“There is a distinct difference between the adoption of a new technology and its sustained use,” an expert says.
Air pollution is a killer. Millions of people around the world die of causes related to toxic air while millions of others end up suffering severe health problems from pulmonary diseases to miscarriages.
One way to escape from chronic air pollution is to stay indoors. But what happens when the air is just as toxic there, or even more so, than outside?
Indoor air pollution continues to blight the lives and health of millions of people around the planet. It is of especial concern in India, where fumes from indoor cooking permeate the abodes of the poor, affecting the health of countless young children in urban slums and poor villages across the country.
In 2016, India’s government launched a nationwide project to encourage locals to switch from solid fuels like dung, dry plants, wood and coal to liquefied petroleum gas (LPG), a much cleaner alternative. The project has been widely successful. Thanks to a variety of financial incentives, by now around 70 million women have switched to this cleaner fuel, mostly in poor villages across rural India.
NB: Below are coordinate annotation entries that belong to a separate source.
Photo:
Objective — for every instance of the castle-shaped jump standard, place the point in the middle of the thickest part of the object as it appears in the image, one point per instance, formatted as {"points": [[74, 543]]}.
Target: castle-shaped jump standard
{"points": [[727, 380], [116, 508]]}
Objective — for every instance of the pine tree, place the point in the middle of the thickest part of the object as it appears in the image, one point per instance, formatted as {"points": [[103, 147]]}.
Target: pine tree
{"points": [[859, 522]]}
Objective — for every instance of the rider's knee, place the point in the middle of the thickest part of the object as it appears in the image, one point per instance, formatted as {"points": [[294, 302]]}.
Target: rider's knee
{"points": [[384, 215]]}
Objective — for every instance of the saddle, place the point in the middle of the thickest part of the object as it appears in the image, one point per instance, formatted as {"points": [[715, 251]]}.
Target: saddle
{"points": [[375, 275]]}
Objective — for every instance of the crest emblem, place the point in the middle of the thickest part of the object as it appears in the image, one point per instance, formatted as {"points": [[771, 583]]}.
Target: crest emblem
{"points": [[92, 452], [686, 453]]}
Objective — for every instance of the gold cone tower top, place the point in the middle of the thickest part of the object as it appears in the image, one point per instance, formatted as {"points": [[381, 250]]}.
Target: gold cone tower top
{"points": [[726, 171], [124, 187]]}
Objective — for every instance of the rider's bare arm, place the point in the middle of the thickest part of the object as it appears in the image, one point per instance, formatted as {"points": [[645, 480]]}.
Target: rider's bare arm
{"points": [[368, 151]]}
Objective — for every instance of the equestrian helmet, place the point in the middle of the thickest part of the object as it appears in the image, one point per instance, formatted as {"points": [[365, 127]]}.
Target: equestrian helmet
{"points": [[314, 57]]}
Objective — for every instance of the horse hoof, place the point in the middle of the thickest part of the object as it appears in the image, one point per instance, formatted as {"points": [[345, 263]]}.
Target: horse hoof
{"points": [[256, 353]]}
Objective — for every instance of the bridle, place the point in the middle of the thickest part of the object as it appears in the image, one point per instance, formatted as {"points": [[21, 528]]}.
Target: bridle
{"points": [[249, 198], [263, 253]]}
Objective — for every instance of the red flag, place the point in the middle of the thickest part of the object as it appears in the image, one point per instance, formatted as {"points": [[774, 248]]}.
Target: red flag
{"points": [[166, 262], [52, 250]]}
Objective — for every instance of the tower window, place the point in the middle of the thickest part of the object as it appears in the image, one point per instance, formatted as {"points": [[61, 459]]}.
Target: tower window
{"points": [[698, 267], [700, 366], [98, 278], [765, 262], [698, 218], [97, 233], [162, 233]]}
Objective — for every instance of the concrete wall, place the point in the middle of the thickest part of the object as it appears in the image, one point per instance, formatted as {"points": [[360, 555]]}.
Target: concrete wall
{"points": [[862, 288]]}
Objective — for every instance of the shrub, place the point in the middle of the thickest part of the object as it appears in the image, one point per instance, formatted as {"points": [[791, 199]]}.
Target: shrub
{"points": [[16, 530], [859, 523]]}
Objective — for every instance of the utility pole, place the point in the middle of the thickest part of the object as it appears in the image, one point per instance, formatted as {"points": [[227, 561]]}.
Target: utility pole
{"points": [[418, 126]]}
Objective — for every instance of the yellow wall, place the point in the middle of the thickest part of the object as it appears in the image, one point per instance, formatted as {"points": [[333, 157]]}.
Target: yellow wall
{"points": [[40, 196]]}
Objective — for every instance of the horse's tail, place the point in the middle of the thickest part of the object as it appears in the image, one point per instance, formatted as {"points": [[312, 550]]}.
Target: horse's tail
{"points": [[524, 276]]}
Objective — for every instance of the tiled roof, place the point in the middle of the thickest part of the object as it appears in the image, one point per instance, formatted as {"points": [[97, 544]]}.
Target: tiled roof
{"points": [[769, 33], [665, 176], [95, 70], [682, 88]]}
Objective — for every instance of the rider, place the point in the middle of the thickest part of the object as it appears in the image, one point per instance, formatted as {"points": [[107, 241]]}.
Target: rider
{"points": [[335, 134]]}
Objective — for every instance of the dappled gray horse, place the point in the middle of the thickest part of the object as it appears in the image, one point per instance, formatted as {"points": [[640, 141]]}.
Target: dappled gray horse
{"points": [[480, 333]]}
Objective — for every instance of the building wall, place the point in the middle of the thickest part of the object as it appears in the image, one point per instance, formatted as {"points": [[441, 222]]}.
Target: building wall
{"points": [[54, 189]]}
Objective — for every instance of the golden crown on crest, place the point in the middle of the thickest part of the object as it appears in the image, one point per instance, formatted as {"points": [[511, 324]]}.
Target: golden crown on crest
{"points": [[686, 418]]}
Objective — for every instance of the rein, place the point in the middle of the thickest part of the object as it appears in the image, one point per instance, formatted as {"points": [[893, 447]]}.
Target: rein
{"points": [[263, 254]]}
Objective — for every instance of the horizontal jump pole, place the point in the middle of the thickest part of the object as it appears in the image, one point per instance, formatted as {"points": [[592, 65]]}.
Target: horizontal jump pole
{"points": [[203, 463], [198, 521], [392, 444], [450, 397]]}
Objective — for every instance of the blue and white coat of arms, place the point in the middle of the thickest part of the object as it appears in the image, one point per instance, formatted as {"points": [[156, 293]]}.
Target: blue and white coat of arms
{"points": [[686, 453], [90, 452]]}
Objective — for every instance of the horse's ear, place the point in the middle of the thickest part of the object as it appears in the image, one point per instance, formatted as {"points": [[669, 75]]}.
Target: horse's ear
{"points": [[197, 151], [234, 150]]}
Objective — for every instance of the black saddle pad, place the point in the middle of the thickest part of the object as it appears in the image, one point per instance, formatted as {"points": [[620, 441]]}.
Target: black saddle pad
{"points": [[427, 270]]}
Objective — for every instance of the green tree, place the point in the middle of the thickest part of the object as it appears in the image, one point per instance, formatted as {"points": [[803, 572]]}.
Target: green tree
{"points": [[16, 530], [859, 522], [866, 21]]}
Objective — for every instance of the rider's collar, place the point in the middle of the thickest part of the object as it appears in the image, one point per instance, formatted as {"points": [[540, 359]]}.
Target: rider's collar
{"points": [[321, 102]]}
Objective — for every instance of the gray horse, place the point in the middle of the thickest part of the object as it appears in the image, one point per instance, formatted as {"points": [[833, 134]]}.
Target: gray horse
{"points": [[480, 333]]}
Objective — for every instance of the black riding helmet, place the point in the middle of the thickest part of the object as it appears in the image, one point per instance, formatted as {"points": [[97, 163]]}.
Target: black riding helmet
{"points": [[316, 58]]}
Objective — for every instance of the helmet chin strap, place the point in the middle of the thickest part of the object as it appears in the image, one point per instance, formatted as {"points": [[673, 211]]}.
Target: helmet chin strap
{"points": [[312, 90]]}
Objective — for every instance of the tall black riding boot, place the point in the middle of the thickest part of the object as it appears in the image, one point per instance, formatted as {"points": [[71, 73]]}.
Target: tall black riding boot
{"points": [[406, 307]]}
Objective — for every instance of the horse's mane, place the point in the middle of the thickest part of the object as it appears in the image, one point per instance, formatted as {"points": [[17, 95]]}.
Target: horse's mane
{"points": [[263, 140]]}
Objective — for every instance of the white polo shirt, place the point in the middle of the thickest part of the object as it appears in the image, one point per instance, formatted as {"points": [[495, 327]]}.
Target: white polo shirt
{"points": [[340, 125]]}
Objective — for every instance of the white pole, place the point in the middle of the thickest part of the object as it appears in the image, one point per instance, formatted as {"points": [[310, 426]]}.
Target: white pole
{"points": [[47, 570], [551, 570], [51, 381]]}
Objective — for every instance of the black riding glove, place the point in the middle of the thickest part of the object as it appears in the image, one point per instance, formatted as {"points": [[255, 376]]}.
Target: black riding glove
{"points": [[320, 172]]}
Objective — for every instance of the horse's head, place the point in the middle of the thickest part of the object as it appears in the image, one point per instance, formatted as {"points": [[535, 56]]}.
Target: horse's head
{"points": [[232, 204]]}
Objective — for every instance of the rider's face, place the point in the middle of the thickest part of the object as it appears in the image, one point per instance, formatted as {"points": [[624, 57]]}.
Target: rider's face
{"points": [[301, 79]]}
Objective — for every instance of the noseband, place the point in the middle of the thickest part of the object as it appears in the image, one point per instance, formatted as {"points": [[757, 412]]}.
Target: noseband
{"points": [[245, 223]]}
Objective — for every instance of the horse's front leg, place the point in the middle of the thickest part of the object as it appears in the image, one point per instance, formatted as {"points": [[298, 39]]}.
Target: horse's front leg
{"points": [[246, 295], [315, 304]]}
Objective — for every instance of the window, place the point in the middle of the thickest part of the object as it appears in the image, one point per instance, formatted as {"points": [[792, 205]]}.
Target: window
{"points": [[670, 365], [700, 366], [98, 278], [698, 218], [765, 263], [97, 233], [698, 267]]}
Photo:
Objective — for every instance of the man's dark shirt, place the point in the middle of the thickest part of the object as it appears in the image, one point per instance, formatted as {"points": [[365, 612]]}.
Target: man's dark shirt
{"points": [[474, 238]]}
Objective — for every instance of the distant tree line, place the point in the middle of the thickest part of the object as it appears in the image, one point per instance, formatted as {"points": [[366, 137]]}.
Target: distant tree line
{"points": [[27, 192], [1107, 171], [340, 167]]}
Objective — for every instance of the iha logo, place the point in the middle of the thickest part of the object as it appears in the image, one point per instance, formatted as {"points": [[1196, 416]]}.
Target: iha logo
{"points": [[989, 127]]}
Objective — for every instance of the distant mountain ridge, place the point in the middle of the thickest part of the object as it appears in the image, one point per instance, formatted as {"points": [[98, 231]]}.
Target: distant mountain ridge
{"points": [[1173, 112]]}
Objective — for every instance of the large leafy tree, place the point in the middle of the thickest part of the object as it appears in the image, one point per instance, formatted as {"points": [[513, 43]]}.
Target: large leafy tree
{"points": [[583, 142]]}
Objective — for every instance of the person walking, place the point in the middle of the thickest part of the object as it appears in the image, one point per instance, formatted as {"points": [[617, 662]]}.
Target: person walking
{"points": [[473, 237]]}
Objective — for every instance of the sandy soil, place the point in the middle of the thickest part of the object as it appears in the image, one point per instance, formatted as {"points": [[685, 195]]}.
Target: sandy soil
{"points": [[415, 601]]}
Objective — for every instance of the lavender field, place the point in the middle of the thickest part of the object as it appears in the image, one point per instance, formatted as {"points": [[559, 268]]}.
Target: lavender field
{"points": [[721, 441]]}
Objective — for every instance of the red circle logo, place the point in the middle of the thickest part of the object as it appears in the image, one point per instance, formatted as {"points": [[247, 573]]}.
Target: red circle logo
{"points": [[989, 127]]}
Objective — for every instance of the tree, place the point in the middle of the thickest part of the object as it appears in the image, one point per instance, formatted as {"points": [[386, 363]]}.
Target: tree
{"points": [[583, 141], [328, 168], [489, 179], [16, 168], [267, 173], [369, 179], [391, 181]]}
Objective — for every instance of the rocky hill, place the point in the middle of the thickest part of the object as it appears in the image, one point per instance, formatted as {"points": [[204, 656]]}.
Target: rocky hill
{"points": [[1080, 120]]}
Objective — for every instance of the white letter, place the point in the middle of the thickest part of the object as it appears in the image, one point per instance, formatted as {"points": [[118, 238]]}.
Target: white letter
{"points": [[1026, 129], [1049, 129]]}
Yet relatively low sales in LPG indicates that pollutive solid fuels remain widely in use even in households where residents are assumed to have switched to the gas, according to Indian researchers.
A typical family in India would require about 10 cylinders of the gas each year, yet consumption levels lag far behind that figure. This means that LPG has not been embraced as fully as had been assumed.
“Our work reaffirms that there is a distinct difference between the adoption of a new technology and its sustained use,” explains Abhishek Kar, a doctoral candidate at the University of British Columbia in Canada, who led the research.
A reason is that dung, dry vegetation and wood can often be had for free by the poor whereas the gas costs money. Further financial incentives, Kar says, could change that. He recommends seasonal vouchers during low cashflow periods for poor rural agricultural households, in addition to stepped-up educational campaigns about the dangers of indoor smoke.
“Increasing the adoption of LPG among rural, poor populations is a daunting task, which the government of India has admirably achieved,” says Shonali Pachauri, an energy expert. “Getting people to use LPG regularly is however a far more difficult task.”
More than two billion people still use solid fuels for cooking and heating, according to the World Health Organization. “Cooking and heating with solid fuels on open fires or traditional stoves results in high levels of indoor air pollution,” the WHO explains.
“Indoor smoke contains a range of health-damaging pollutants, such as small particles and carbon monoxide, and particulate pollution levels may be 20 times higher than accepted guideline values,” the United Nations agency adds.